Preparing the export of opencare data

alberto · December 20, 2017, 10:37am

@melancon, @jason_vallet, as you know we committed to creating a tidy and open dataset to upload onto Zenodo at the end of the project. Time to do this. Since the data structure changed a lot in the move from Drupal to Discourse, we won’t do it as at the end of 2016.

The main question is how we do that. Tabular data in JSON? Graph data in GraphML? What do you think?

In a Discourse framework, we need to export:

A list of topics
A list of posts
A list of users
A list of annotations
A list of codes

Items 1-3 are opencare’s primary data, 4-5 are secondary data.

For topics, we need to export the following fields:

ID
title
created_at

For posts:

ID
topic_id
username (hashed)
Full text.

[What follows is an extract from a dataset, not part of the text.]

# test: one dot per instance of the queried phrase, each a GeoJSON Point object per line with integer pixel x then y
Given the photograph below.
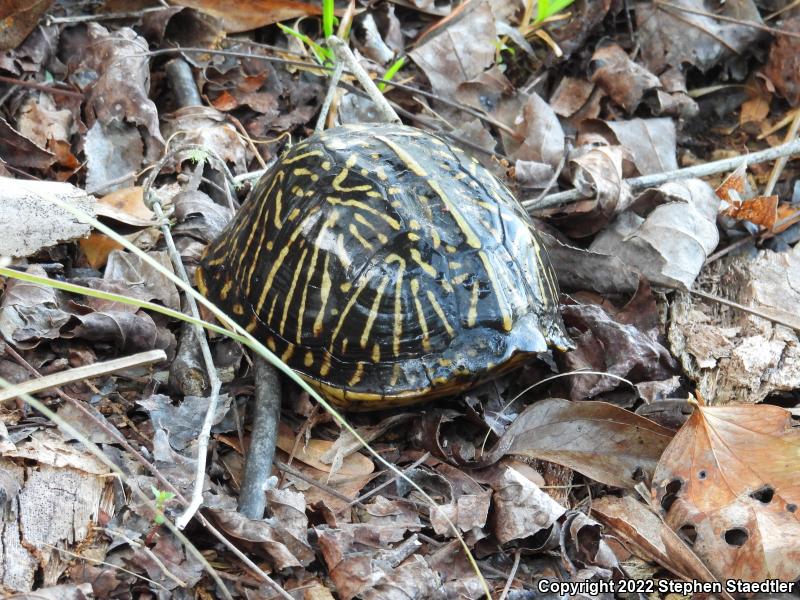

I use cooked from API calls to the topic; to get raw we need to call each post individually.
reply_to_post_number
reply_to_user (hashed)

For users:

username (hashed)

For annotations:

ID
code_id
quote

For codes:

ID
label

melancon · December 30, 2017, 9:13am

@jason_vallet Where are we with the data export? Just asking so I know whether I should do anything to help tis get to its conclusion.

federico_monaco · January 7, 2018, 9:45am

Hi @melancon @alberto @jason_vallet,
is there any news for me about updated data to be used by Tulip?
Are such data uploaded as open data somewhere where i can download it?
Thanks

alberto · January 7, 2018, 9:27pm

That depends.

The dashboard is up to date, and you can export from that in Tulip format. BUT five people have denied consent to their content being used in research. This information is stored in the edgeryders.eu database, but not yet available through APIs. Additionally, we probably need to hash the usernames.

So.

For the consent, we (Edgeryders) need to close this issue (ping @matthias and @daniel). Next, @jason_vallet needs to close this one.

For the hashing, we should either disable export of graphs from GraphRyder or hash usernames upon building the graph, so that usernames are neither visualized on GraphRyder nor exportable from it. Guy, Jason, do you want an issue on GitHub?

matthias · January 10, 2018, 1:28pm

Daniel fixed that now, so @jason_vallet can go on with the next step of fixing this one as outlined by @alberto.